AIRPAC and AIRLANT recently identified a record number of over 500 crossdecks, diverts, and TADs conducted this year to keep deploying carriers and TACAIR squadrons at FFC-mandated 90% rating fit. That is just about twice the FY11 rate. ~100 of that 500 are needed to meet FFC-CPF mandated reliefs for Sailors coming home for mandatory transition and processing due to ERB.

For the next round the number is over 600.

So, are we over manned, inefficiently manned - or are those in charge of enlisted manning reductions going to receive a good wire brushing for not planning for this?

Here is the question - if the Force is lean ... then where is fat?

Simple place to start - Shore staffs. Sailors belong on ships; ships belong at sea. Firewall that then work out until you run out of bodies and the Shore screams.

Instead of going after rates - we need to go after other variables.
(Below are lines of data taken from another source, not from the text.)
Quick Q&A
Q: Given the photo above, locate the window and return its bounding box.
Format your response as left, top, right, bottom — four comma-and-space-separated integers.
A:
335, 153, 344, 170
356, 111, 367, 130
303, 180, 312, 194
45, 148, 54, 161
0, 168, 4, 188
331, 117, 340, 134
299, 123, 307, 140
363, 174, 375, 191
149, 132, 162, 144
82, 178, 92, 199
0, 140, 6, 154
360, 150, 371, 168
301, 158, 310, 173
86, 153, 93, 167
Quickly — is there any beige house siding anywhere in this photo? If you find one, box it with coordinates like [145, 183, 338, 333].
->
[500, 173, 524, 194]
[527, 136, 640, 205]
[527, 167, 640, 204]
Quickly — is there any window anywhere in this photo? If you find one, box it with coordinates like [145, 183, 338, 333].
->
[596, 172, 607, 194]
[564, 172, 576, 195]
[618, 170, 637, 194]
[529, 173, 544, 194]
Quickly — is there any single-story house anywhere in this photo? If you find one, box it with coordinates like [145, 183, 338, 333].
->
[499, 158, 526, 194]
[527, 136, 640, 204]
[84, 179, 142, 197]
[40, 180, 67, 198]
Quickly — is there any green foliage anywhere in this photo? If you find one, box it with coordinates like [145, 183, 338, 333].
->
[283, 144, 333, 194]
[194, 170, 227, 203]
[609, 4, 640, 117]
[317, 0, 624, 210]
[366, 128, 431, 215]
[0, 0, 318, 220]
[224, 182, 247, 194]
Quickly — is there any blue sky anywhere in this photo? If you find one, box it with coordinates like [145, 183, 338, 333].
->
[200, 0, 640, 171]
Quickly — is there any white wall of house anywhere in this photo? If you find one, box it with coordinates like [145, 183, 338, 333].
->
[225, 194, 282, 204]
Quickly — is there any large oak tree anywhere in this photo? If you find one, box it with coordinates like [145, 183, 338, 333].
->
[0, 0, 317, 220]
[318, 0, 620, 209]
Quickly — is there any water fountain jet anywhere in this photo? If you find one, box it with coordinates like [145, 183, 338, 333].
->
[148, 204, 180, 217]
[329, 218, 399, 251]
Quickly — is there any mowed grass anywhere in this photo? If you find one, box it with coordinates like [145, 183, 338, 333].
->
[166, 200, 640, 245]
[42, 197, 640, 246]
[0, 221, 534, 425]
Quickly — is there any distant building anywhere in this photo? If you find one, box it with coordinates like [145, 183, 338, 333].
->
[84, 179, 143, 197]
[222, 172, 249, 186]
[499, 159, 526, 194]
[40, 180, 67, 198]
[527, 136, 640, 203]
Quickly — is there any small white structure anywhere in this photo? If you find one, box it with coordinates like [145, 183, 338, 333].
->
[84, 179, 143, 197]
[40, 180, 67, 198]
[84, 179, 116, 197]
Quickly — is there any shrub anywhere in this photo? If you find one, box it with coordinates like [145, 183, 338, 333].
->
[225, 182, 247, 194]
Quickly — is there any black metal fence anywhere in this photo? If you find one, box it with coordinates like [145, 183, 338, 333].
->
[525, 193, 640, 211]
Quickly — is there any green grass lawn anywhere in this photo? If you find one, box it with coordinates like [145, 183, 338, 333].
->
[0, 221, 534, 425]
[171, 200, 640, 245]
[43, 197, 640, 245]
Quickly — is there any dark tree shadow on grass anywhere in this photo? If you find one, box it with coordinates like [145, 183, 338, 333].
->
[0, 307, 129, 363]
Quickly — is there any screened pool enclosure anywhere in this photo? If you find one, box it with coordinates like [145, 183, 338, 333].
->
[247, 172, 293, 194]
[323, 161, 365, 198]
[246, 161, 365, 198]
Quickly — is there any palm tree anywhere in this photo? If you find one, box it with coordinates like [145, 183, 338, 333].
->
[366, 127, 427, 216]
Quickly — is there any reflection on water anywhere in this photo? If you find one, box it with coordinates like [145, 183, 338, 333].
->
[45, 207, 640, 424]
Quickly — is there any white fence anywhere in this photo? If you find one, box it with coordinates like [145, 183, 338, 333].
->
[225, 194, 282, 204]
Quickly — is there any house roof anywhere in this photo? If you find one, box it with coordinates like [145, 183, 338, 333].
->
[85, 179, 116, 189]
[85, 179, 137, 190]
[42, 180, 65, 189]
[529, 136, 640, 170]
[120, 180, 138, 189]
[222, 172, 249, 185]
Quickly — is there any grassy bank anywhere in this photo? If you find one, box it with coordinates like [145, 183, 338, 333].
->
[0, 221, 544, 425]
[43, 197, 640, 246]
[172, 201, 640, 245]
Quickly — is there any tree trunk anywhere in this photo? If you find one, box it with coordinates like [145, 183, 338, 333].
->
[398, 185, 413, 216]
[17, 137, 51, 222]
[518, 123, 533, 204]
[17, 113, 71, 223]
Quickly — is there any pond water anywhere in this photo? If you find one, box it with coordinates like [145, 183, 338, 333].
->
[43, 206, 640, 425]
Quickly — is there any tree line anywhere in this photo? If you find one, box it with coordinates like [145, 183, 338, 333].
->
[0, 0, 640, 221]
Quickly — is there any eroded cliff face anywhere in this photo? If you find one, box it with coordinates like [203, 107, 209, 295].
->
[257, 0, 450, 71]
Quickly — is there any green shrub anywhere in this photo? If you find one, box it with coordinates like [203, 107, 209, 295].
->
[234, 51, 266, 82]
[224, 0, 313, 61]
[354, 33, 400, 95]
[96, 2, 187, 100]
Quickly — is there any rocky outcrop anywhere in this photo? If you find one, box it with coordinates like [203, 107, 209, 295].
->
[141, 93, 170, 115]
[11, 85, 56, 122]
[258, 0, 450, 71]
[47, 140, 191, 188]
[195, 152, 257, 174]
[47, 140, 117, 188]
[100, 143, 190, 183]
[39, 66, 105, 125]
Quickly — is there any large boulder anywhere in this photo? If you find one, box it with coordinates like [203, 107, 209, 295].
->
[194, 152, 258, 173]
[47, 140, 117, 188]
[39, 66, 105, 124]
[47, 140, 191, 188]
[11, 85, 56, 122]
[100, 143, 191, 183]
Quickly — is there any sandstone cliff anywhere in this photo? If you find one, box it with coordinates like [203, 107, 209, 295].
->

First item - leave the tip of the spear alone and focus on the bloated and pampered shaft. Get a run of who has not deployed in the last decade. Cut Shore BA/NMP focused on those "nice to have" billets that we know are out there.

Once you do that - then take a deep breath and ... enable the flattening and narrowing of our Staffs by making an immediate 20% reduction in Flag Officers. That is the shock that will force the change (and the Navy will be just fine).

Gather the last 5 Surface, Air, and Subsurface Commanding Officers who just left CDR Command, lock them in a room and tell them to cut and gut the Staffs they have been feeding over the last few years. They have the best view of bureaucratic overhead and the pain it causes; they will give you the best plan. The Force at Sea is in pain - time to shift it to Shore.

If you must give a general quota of serving personnel heading out the door by the end of the FY - then give COs their % or # and the ability to decide who goes home and who does not. They have the best view of personnel. Let them pick.

Whatever we did in planning for this reduction, we did not do it right. Why wasn't it done right? Simple, it was overly centralized and bureaucratic. Trust your O5/O6 leadership at the front more, and less on Millington and the Potomac Flotilla.

What is the solution now? Good question. First step would be a "N1 Standdown" to make sure present and future plans don't repeat this problem, or make this worse - then find a better way forward.